Layer 2 vs. Layer 3 to TOR

Guys,

I am wondering how many of you are doing layer 3 to top of rack switches and what the pros and cons are. Also, if you are doing layer 3 to top of rack do you guys have any links to published white papers on it?

Thanks,
Raj Singh

We are heading towards that type of deployment beginning next year with
Juniper EX4200 switches in a redundant configuration. This will be pure
Layer2 in nature on the switches and they will "uplink" to Juniper
M10i's for layer3... the power savings, space savings etc over
traditional Cisco 6500 chassis (plus all the cabling between cabinets
which is in our case a nightmare) made this a pretty easy choice... and
price too..:wink:

Somewhere on Juniper's website in the product info section they have
deployment whitepapers on this kind of stuff if that's of interest....

Hope this helps..

Paul

Dani Roisman gave an excellent talk on this subject at NANOG 46 in Philadelpha:

   http://www.nanog.org/meetings/nanog46/abstracts.php?pt=MTQwOCZuYW5vZzQ2&nm=nanog46

  Steve

We are actually looking at going Layer 3 all the way to the top of rack and make each rack its own /24. This provides us flexibility when doing maintenance (spanning-tree). Also, troubleshooting during outages is much easier by using common tools like ping and trace routes.
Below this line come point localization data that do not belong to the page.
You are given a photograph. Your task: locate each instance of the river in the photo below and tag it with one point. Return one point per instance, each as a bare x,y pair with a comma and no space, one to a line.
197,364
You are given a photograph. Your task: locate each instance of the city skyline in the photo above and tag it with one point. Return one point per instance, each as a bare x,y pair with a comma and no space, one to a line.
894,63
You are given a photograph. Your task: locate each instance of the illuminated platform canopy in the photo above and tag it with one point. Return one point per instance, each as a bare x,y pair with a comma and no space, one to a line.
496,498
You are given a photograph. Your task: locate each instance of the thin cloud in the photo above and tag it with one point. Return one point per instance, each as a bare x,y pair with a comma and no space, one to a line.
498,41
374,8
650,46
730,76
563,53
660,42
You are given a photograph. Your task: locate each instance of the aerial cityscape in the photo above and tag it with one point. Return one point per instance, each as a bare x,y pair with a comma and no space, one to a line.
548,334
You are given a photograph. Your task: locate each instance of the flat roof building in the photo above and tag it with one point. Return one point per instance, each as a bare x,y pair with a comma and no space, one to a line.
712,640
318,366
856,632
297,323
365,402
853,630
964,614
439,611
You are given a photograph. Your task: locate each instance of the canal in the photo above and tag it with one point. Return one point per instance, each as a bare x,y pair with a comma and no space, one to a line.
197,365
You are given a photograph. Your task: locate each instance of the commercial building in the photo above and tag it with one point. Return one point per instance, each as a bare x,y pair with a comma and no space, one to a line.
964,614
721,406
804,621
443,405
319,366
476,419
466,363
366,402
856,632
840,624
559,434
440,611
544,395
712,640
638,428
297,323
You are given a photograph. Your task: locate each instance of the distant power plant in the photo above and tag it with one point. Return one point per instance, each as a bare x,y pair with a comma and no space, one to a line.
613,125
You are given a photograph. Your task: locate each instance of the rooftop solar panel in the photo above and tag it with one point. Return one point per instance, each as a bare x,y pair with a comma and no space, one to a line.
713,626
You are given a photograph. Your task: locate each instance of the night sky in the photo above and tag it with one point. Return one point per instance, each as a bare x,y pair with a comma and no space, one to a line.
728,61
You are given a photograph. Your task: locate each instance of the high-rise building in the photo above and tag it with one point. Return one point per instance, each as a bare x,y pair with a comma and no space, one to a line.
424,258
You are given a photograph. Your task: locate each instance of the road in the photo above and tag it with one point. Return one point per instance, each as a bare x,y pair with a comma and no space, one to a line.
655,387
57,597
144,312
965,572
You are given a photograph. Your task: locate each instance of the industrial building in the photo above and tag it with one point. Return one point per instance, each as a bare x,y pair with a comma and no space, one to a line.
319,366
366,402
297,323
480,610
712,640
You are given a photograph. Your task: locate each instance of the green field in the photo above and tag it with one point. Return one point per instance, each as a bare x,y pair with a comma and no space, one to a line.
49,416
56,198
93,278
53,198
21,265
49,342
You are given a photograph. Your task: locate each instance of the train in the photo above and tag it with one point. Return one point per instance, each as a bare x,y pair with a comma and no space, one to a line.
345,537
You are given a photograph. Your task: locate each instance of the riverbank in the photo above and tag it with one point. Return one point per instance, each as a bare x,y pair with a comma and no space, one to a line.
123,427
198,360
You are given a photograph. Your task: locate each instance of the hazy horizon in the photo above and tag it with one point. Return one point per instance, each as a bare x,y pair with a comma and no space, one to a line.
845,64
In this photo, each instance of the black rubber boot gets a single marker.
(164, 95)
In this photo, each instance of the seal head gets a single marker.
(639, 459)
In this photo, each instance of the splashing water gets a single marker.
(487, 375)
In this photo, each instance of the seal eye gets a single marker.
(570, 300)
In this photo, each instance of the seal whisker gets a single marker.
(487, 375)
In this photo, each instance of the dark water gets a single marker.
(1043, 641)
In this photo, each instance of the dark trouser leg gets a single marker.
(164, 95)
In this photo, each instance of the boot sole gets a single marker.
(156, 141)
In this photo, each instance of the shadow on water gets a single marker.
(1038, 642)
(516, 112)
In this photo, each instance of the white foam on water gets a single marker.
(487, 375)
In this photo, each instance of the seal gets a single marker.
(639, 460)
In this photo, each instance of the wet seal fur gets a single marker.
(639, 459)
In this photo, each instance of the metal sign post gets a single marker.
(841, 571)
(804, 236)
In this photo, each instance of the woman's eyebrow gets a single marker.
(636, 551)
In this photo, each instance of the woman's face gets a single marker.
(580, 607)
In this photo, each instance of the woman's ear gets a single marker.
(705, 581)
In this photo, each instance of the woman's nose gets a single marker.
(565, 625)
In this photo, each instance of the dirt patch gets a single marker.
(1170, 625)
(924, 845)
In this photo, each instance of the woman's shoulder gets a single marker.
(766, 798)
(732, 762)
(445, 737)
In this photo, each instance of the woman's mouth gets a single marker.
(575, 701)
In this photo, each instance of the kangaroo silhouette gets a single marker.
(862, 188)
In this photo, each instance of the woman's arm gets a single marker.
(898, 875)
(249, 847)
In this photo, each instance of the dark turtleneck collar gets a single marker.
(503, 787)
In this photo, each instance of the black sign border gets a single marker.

I want to make sure this is something other people are doing out there and want to know if anyone ran into any issues with this setup.

Thanks,
Raj Singh | Director Network Engineering

Steve Feldman wrote:

Guys,

I am wondering how many of you are doing layer 3 to top of rack
switches and what the pros and cons are. Also, if you are doing layer
3 to top of rack do you guys have any links to published white papers
on it?

Dani Roisman gave an excellent talk on this subject at NANOG 46 in
Philadelpha:

http://www.nanog.org/meetings/nanog46/abstracts.php?pt=MTQwOCZuYW5vZzQ2&nm=nanog46

I'd always wondered how you make a subnet available across racks with L3
rack switching. It seems that you don't.

~Seth

It's possible, with prior planning. You can have the uplinks be layer 2
trunks, with a layer 3 SVI in the trunk acting as your actual routed uplink.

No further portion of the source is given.